Carlos Manzo, alcalde de Uruapan, asesinado en el Festival de Velas

Diego Gastélum

Compartir

El ataque contra el alcalde Carlos Manzo ocurrió en plena celebración del Día de Muertos; dos detenidos y un agresor abatido.

Por Diego Gastélum

Uruapan, Michoacán.— La celebración del Día de Muertos se tiñó de sangre la noche del sábado en Uruapan, cuando el alcalde Carlos Manzo fue atacado a balazos durante el tradicional Festival de las Velas. El edil, reconocido por su discurso frontal contra el crimen organizado, murió poco después del atentado, según confirmó el Gabinete de Seguridad.

Los primeros reportes señalan que el presidente municipal, emanado del movimiento ciudadano La Sombreriza, acababa de tomarse fotografías con un grupo de niños en la plaza principal cuando un hombre armado abrió fuego en su contra. Los escoltas del alcalde repelieron la agresión, abatieron a uno de los atacantes y detuvieron a dos personas más que intentaban huir. Una persona del público resultó lesionada.

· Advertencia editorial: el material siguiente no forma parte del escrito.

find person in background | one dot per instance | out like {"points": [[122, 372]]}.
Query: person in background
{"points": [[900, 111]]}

El gobernador de Michoacán, Alfredo Ramírez Bedolla, lamentó el asesinato y aseguró que “el crimen no quedará impune”. Dijo que todas las fuerzas estatales y federales se encuentran en máxima alerta y desplegadas en el municipio para garantizar la seguridad y esclarecer los hechos.

Carlos Manzo, de 40 años, había ganado notoriedad en los últimos meses por sus declaraciones contra los grupos criminales que operan en la región aguacatera de Michoacán. En diversas ocasiones denunció públicamente la presencia de células armadas y la infiltración del crimen en las estructuras municipales, lo que lo había convertido en una figura incómoda para distintos intereses locales.

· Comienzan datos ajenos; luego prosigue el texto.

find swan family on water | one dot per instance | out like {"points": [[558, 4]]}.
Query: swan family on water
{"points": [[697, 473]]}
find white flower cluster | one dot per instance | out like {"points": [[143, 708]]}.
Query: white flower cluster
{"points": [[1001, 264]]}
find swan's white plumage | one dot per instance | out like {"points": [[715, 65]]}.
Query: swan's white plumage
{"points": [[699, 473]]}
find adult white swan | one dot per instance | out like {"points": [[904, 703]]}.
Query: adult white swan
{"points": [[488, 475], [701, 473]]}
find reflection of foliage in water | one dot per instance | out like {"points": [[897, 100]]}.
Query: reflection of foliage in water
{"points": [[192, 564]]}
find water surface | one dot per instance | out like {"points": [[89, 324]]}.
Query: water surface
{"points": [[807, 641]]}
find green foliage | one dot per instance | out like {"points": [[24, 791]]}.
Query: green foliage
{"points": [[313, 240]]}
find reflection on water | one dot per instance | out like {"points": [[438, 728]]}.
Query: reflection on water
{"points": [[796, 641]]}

El alcalde, considerado por sus simpatizantes como un líder “sin miedo”, había advertido sobre la llegada de mercenarios extranjeros y la expansión de grupos armados en los bosques del municipio. También reclamó al gobierno federal mayores recursos para fortalecer la seguridad en Uruapan, epicentro económico del llamado “oro verde” mexicano.

El crimen ocurre en un contexto de alta violencia en Michoacán, donde las disputas por el control del territorio y del comercio del aguacate mantienen bajo asedio a autoridades y productores. En los últimos años, Uruapan ha sido escenario de masacres, extorsiones y secuestros que reflejan el poder de las organizaciones criminales en la región.